Essa dinâmica de rios conectando núcleos populacionais gerou uma estrutura regional em que Blumenau ficou no cruzamento de vários fluxos, tanto comerciais quanto humanos. Toda a produção agrícola e artesanal das colônias do interior precisava passar pela cidade para chegar ao litoral, consolidando seu papel de entreposto regional.
A influência dos afluentes no desenvolvimento das cidades
Os municípios que nasceram ao longo dos afluentes do Itajaí-Açu desenvolveram identidades próprias, mas sempre com referência a Blumenau como polo. Rio do Sul, Ibirama e Presidente Getúlio, por exemplo, ficam no interior do Vale e mantêm vínculos econômicos com Blumenau, que concentra os serviços especializados, as matrizes de empresas e os hospitais de maior complexidade. Esse padrão de dependência do centro foi se consolidando ao longo de décadas e ainda define o papel de Blumenau na rede urbana regional.

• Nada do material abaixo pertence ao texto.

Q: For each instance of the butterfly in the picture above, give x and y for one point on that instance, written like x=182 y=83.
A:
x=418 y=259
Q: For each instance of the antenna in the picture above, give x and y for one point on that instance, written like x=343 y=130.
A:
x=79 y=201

Blumenau na hierarquia urbana de Santa Catarina
A cidade ocupa essa posição por densidade e por escala. Com cerca de 361 mil habitantes, Blumenau é a terceira mais populosa de Santa Catarina e a maior do Vale, à frente de vizinhas como Gaspar, Indaial e Timbó. Essa concentração de pessoas cria um mercado consumidor robusto, atrai empresas e sustenta uma oferta de serviços que extrapola os limites do município e atende toda a microrregião.
Comparativo com Joinville e Florianópolis
Santa Catarina tem três cidades que se destacam como centros regionais: Joinville, no norte, com forte parque industrial, Florianópolis, no litoral, como capital e polo de serviços públicos e turismo, e Blumenau, no Vale, como núcleo da indústria têxtil e da tecnologia. Cada uma delas polariza um conjunto de municípios menores e forma uma rede urbana complementar. Blumenau ocupa esse papel no interior catarinense com uma economia diversificada que combina tradição e inovação, o que a diferencia das demais e justifica sua posição de destaque no mercado imobiliário estadual.
História: a colonização alemã e a fundação por Hermann Blumenau
A trajetória da cidade começa em 2 de setembro de 1850, quando o farmacêutico e filósofo alemão Hermann Bruno Otto Blumenau fundou uma colônia particular às margens do Rio Itajaí-Açu. Os primeiros imigrantes, vindos sobretudo da Alemanha, trouxeram técnicas de construção, ofícios manuais e uma cultura de trabalho que moldariam a identidade local para sempre.
A chegada dos primeiros imigrantes e o desenvolvimento da colônia
As primeiras levas de colonos enfrentaram dificuldades imensas: a mata fechada da encosta da Serra Geral, o isolamento em relação às cidades litorâneas e as cheias periódicas do rio que abriria e fecharia o caminho para o mar. Mesmo assim, a colônia avançou. Nos primeiros dez anos, a população cresceu rapidamente com a chegada de alemães vindos principalmente da Pomerânia, da Silésia e da Renânia.
Esse pioneirismo explica por que Blumenau se tornou o eixo da região e não o contrário. A colônia cresceu, atraiu novas levas de imigrantes, desenvolveu artesanato e pequenas indústrias e, com o tempo, espalhou famílias e negócios para os municípios vizinhos, muitos deles desmembrados do próprio território original de Blumenau. A cidade é, literalmente, a origem de boa parte do Vale.
Os ofícios trazidos da Europa e a formação do artesanato local
Os imigrantes alemães não vieram apenas com as mãos vazias à espera de terra. Vieram com o conhecimento de ofícios: marcenaria, ferraria, olaria, tecelagem e confecção têxtil. Esses saberes se instalaram nas margens do Itajaí-Açu e logo foram transformados em pequenos negócios familiares que, ao longo de gerações, cresceram e se tornaram as grandes indústrias do século XX. A Hering, fundada em 1880, é o exemplo mais emblemático desse caminho do artesanato doméstico à indústria de escala nacional.
Como a colônia se expandiu e gerou municípios vizinhos
Com o crescimento da população, o território original de Blumenau foi sendo desmembrado. Cidades como Gaspar, Timbó, Pomerode e Indaial surgiram de antigas comunidades que faziam parte da colônia. Esse processo de emancipação gerou a estrutura municipal do Vale que existe hoje, com Blumenau no centro e as cidades derivadas ao redor.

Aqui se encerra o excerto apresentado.